Nine top researchers are packing up their labs and heading to Texas this year—and UT is getting one of them. A $34 million program, the Governor’s University Research Initiative seeks to bring researchers at the cutting edge of their fields to the state. But the program, which was signed into law in 2015, may be ending as quickly as it began.
The governor’s office asked the 85th Texas legislature for $40 million to continue the initiative in 2017, but the House and Senate zeroed out funding for it in their budget proposals. A final decision has yet to be made on the fund.
Gov. Abbott hosted researchers at the Governor’s Mansion in March, where he talked about the importance of the GURI program. “What these individuals are doing is far more than just creating the next generation of science, technology, engineering, and math,” Abbott said at the event. “They are partnering together with the private enterprises, with federal government grants, creating teams that create more jobs, that empower the next generation of the Texas economy.”
When the program began, universities such as A&M, the University of Houston, and UT received grants of up to $5 million per distinguished researcher. Each university matches the grant on a one-to-one basis. UT was awarded a GURI grant of $1.8 million for chemical engineering professor Joan Brennecke, BS ’84. The money will fund much more than just Brennecke’s salary, enabling her to bring lab equipment from Notre Dame, and make equipment purchases that will aid her research.
Brennecke completed her undergraduate degree in chemical engineering at UT before going on to earn her master’s and PhD from the University of Illinois. She’s since spent several years as a professor at the University of Notre Dame. But Brennecke says she never stopped bleeding orange.
“I feel in my heart I’m a Longhorn,” she says.
Now over three decades later, she’ll be returning to her alma mater as a professor and the Cockrell Family Chair in Engineering. Brennecke is a member of the National Academy of Engineering—one of the highest professional distinctions given to engineers— and has published more than 130 research papers. She is the recipient of numerous awards from the American Chemical Society, the American Institute of Chemical Engineers, the U.S. Department of Energy, and more. Her research focuses on energy and sustainability. In her words, she wants to make fossil fuels “greener.” She works to develop ionic liquids, salts with low melting points, for various applications, such as for creating safer and longer-lasting batteries and for removing carbon dioxide from flue gas.
Another application is using ionic liquids to efficiently separate gases from shale gas formations and turn them into gasoline.
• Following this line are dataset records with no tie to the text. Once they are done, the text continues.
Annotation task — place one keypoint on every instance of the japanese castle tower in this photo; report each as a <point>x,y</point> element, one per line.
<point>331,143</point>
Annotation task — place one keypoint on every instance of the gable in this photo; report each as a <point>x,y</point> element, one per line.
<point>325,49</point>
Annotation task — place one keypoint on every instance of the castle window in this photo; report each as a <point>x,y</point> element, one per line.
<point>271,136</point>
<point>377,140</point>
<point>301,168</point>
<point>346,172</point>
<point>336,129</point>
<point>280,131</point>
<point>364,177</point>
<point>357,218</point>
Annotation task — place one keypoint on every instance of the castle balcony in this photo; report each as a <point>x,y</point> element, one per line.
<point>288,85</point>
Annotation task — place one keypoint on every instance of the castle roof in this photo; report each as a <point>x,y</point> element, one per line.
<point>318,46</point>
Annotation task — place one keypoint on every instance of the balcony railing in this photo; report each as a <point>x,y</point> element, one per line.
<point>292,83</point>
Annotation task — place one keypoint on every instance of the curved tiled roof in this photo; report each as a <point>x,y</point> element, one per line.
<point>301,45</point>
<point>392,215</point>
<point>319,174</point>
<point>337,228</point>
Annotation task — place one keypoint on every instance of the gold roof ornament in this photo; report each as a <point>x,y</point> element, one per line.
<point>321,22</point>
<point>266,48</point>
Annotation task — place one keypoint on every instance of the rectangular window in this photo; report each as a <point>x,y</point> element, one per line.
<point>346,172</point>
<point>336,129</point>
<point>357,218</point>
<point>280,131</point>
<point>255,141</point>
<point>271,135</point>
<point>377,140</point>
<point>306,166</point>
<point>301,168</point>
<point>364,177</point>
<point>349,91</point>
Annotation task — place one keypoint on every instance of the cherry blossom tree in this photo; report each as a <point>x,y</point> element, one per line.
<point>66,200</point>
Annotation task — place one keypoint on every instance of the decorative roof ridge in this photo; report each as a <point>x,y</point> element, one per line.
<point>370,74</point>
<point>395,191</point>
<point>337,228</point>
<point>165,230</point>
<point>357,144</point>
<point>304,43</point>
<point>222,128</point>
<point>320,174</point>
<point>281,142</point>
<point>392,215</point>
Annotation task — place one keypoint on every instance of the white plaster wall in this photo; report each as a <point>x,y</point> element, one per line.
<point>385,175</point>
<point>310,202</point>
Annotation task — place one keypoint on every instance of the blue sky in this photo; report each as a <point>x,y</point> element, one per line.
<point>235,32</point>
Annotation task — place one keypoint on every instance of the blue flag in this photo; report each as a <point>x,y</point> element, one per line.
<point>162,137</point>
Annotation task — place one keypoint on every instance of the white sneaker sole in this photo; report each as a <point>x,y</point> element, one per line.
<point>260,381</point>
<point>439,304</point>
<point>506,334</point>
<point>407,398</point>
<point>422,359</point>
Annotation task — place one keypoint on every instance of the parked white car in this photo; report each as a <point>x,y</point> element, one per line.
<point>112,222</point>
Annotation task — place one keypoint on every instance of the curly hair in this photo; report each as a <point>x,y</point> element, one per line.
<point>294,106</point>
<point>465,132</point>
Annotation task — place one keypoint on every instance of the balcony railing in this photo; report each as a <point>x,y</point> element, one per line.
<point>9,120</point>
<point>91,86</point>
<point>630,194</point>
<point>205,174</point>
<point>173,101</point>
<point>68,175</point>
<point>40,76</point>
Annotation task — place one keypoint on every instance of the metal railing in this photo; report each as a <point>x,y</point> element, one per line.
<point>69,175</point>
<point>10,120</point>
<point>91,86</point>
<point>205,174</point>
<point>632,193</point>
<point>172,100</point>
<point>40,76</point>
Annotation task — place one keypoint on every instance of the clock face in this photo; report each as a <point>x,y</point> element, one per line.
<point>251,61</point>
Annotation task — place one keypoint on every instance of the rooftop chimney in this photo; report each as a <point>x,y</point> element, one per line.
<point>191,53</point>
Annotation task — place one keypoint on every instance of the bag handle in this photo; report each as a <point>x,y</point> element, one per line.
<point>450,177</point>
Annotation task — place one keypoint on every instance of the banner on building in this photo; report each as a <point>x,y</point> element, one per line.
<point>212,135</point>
Her research could have a huge impact on the state, since Texas is the dominant producer of shale gas in the United States. “The whole idea is to turn ethane and propane into liquid fuels that we put in our cars, and to do it on a smaller scale,” Brennecke says. “The buzz words are ‘process intensification:’ do it in a smaller scale process so that we can make the stuff we need closer to where we’re producing the natural resources. There’s a safety and environmental benefit.”
Brennecke will be working to develop this “process-intensifying” technology and see it through to commercialization, benefitting the Texas economy as well. Research at UT-Austin is already a proven economic boon to the entire state. According to an economic impact report conducted by the university, research in 2013 alone added $488 million in added state income to Texas. “It is really amazing that [GURI] exists,” Brennecke says. “I don’t know of any other states where the state is committed to attracting top people into their academic institutions and is committed to doing that by putting their money behind what they say.”
In addition to research, she will be teaching and training undergraduate and graduate students. She says students benefit from having professors who are active researchers in their field, as she is. “I think from a very practical standpoint that students get a better undergraduate education because I’m doing research in the fields that I’m doing it in,” Brennecke says.
As a female chemical engineering professor, she hopes her presence will make the department more attractive to women. When she roamed the chemical engineering school in the ’80s, there weren’t any female faculty members. In the fall, she’ll be the only female full professor in the department. “Change does happen,” Brennecke says. “I’m really happy that I can be part of that change at my alma mater.”
The future of the grant program is unclear, but Brennecke says she’s fortunate to have been around at the right time to receive the grant and have the opportunity to return to the Forty Acres.
“The chance to contribute to making my alma mater a better place and making the chemical engineering department a better place is just a wonderful feeling,” she says.